Quality of Prediction

Leave one out cross-validation for all predictable kinds of biological activity and all substances in PASS training set provides the estimate of PASS prediction accuracy during the training procedure. Average accuracy of prediction is about 95.5% according to the LOO CV estimation, while that for particular kinds of activity varies from 70% (Immunostimulant (HIV)) to 99.9% (VEGFR2 expression inhibitor, Toll-like receptor antagonist, etc.). Estimated accuracy of prediction for all kinds of biological activity predicted by PASS is presented at theĀ web site.

The accuracy of PASS predictions depends on several factors, from which the quality of the training set seems to be the most important one. A perfect training set should include the comprehensive information about biological activities known or possible for each compound. In other words, the whole biological activity spectrum should be thoroughly investigated for each compound included into the PASS training set. Actually, no database exists with information about biologically active compounds tested against each kind of biological activity. Therefore, the information concerning known biological activities for any compound is always incomplete. We investigated the influence of the information's incompleteness on the prediction accuracy for new compounds. About 20,000 "principal compounds" from MDDR database were used to create the heterogeneous training and evaluation sets. At random 20, 40, 60, 80% of information were excluded from the training set. Either structural data or biological activity data were removed in two separate computer experiments. In both cases it was shown that even if up to 60% of information is excluded, the results of prediction are still satisfactory. Thus, despite the incompleteness of information in the training set, the method used in PASS is robust enough to get the reasonable results of prediction.

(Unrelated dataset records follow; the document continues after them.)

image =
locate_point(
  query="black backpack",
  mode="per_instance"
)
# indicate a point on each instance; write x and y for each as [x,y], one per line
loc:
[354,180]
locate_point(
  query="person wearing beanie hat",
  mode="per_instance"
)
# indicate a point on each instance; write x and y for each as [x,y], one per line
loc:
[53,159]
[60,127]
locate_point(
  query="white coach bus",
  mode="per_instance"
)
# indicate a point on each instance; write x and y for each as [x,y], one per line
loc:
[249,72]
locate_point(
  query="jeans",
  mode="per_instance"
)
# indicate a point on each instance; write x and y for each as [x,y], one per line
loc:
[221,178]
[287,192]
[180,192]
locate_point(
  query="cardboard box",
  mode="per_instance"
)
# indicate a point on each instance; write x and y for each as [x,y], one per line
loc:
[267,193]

It must be kept in mind that there exists the fundamental limitation: any observation, estimation, calculation has only restricted accuracy. In absolutely all cases instead of the desirable unknown intrinsic Real value we have only:

Observation = Real + Noise

This is critically important for (virtual) screening especially. To highlight this in Figure 1, the generated data of 1,000 points with binormal distribution and correlation coefficient square R2 = 0,95 and R2 = 0,5 are presented. For R2 = 0,5 it is clear that relationship looks like a weak tendency only. In Figures 2-4 the results of selection of the 100 Bests (with the highest Real values) and the 100 Winners (with the highes Estimation values) among 1,000,000 "screene" examples are presented. It is clear that only forĀ R2 = 0,95 coincidence of the Winners and the Bests is relatively good (about 60%), but for R2 = 0,5 it is practically zero.


Figure 1

Figure 2

Figure 3

Figure 4

It is possible to perform a complete analysis of such relationships, but even the presented data provide enough evidence for the following conclusion: the method for (virtual) screening must be highly accurate, and/or many different virtual screening methods must be used in combination and/or the number of selected candidates must be sufficiently large at all stages of screening (in Figures 2-4 the number 100 is not "sufficiently large"). Since the predicted with PASS biological activity spectra contain the estimates of probabilities for the main and side pharmacological effects, molecular mechanisms of action and specific toxicity, the choice of the most prospective compounds from the available samples of chemical compounds can be realized on the basis of complex criteria. Both presence of targeted biological effects with desirable mechanisms of action and the absence of unwanted adverse effects & toxicity have to be taken into account. In such studies, the search of leads with the required properties and their optimization to decrease the adverse & toxic effect, usually performed sequentially, will be solved simultaneously. Moreover, it was shown that the algorithms used in PASS can be successfully applied for discrimination between the so-called drug-like and drug-unlike compounds, 1, 3, 4 that provides the possibility for extension of the applicability of the program by "filtering" in early stages chemical compounds, for which probability to become drug is rather small. Evolution of any molecule from hit to lead and from lead to drug-candidate typically is associated with the detailed evaluation of pharmacodynamics and pharmacokinetics of the compound. Using several different probabilistic methods for virtual screening together, it might be possible to increase significantly the rate of promising substances in the selected sub-set. A challenging task is to optimize simultaneously both pharmacodynamics and pharmacokintetics of lead compounds because it is very difficult to modify the appropriate molecular determinants that define the desired compound characteristics, in a consistent manner. However, even this task might be solved using "an integrated software framework that monitors ligand (or library) alterations in the context of 'fitness landscape"'.